Toronto-based band Seaway are back and better than ever. Putting their sunny pop punk roots on hold and trading it in for nostalgia-filled hard-hitters, their upcoming album is full of surprises. Big Vibe is due for release on October 16, 2020 via Pure Noise Records, and I hope you brought your dancing shoes along for the ride.
Big Vibe hits the ground running with “Brain In a Jar.” With a high-energy bass line, insanely catchy chorus and the almost-retro sounding guitar riffs that Seaway has already displayed in their new singles, this song was meant to be an opening track. As soon as the pre-released single and title track dropped, I knew I was going to be all over this new album. It’s just an overall fun track, complete with some great lyrics that I can’t wait to dance along to in a crowd. I’m not exaggerating when I say that I listened to this for about 48 hours straight when it was released and that it might be my song of the year.
“Mrs.
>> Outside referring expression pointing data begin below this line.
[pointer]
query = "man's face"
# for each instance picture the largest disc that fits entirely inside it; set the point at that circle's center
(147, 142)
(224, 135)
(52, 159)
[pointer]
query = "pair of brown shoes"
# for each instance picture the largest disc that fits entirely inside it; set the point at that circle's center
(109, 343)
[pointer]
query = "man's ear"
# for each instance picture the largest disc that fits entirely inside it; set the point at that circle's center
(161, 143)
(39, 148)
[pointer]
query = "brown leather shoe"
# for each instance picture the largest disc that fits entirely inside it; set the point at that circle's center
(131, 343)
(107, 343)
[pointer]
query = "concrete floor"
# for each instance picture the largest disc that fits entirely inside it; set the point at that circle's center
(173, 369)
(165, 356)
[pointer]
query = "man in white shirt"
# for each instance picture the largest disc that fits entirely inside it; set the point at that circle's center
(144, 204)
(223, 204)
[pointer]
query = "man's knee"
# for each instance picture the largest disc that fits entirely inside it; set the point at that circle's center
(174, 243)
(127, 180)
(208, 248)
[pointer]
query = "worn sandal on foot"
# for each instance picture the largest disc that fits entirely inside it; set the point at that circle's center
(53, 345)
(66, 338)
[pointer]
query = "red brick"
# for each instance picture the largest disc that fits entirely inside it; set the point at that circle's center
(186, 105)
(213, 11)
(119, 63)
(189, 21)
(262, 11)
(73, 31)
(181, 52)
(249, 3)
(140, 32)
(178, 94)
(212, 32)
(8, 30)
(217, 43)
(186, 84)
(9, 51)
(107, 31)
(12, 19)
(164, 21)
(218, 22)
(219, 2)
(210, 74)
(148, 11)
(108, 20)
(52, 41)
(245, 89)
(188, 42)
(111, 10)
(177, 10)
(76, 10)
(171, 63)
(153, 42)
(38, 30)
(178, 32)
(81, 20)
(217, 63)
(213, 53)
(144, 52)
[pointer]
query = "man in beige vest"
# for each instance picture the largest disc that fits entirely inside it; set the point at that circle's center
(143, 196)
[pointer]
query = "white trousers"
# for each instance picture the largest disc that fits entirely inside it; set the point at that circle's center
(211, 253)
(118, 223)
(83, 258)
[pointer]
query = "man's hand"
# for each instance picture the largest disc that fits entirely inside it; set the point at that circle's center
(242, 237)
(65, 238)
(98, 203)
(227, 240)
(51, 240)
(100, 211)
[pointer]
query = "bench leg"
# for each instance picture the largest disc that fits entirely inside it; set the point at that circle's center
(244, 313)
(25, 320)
David” starts off with another solid guitar riff that’s sure to get stuck in your head. Something about this track sounds like it would be right at home in a John Hughes movie, and that in itself makes it stand out from the pack. Guitarist Andrew Eichinger said that he thinks this is the track that really brings Big Vibe together, and I think he might be on to something. “Still Blue” is yet another song I can’t wait to scream at the top of my lungs in a crowd. I’m sounding like a broken record already, but the guitar riffs in this track are unreal. The lyrics seem to perfectly sum up this year as a whole “A year is lost but I’m still blue,” hits right where it hurts.
Even before I heard the rest of the album, “Wild Things” is definitely the track that stood apart from the others. It veers away from the funky sound and killer guitar riffs and adapts a much more modern sound that fits Seaway phenomenally. “Pathetic” picks back up where “Still Blue” left off. The upbeat guitar riffs are back, and the juxtaposition of the loud verses and the softer chorus keeps listeners guessing with lyrics that are extremely catchy. It is, hands down, my favorite track from the album. “Sweet Sugar” seems to be the exact middle ground between high-energy tracks like “Mrs. David” and the more reserved, mature sounds of tracks like “Wild Things.” It maintains the catchy riffs and choruses that have been so common on this album so far, and you’ll probably be humming it for the next week or so.
Seaway brings a more rock-forward sound with “Peach.” The whistle-turned-synth in the background made me smile when I picked up on it and I found myself dancing along on my first listen-through. Complete with a pretty sick guitar solo and earnest lyrics, this is the track to go for if you’re curious what Seaway is up to. “If You Let Me” stood out to me right away. The lyrics, heartfelt and sincere, almost sound as if this track was supposed to be an acoustic ballad that turned to a full-band arrangement in a split-second decision. Normally I don’t think that would have been a good decision, but in Seaway’s case, I love how it ended up coming together. For real though- Seaway, if you’re reading this, please release an acoustic version of this gorgeous song.
The vocals and overall beat of “Wicked” are practically begging to be danced to around your room. Vocalist Ryan Locke really lets it fly in the chorus, effortlessly matching the upbeat mood that the music is putting forward. The track wraps up with an instrumental outro, something that we’ve never heard from Seaway, that I really hope they start to do more often. “Sick Puppy” threw me for a loop. I really didn’t expect Seaway to close such a high-energy album with a slower track, and for the first 25 seconds, I thought they were going to – I was proved wrong very quickly. This track’s presence on Big Vibe shows listeners just how much this band has grown in their lifetime, transforming from the happy-go-lucky songs on their earlier releases to the serious, almost desperate lyrics in this song.
Big Vibe is the cure to all of those quarantine blues, something to help remedy those almost-winter bad vibes. This album shows how much Seaway has grown as a band. It’s not saying goodbye to the pop punk anthems of their first three releases, but rather, saying “Look at what we can do now.” Whether you’ve been a fan of the band since 2011 or their latest single release, you’re going to find something to love on this album.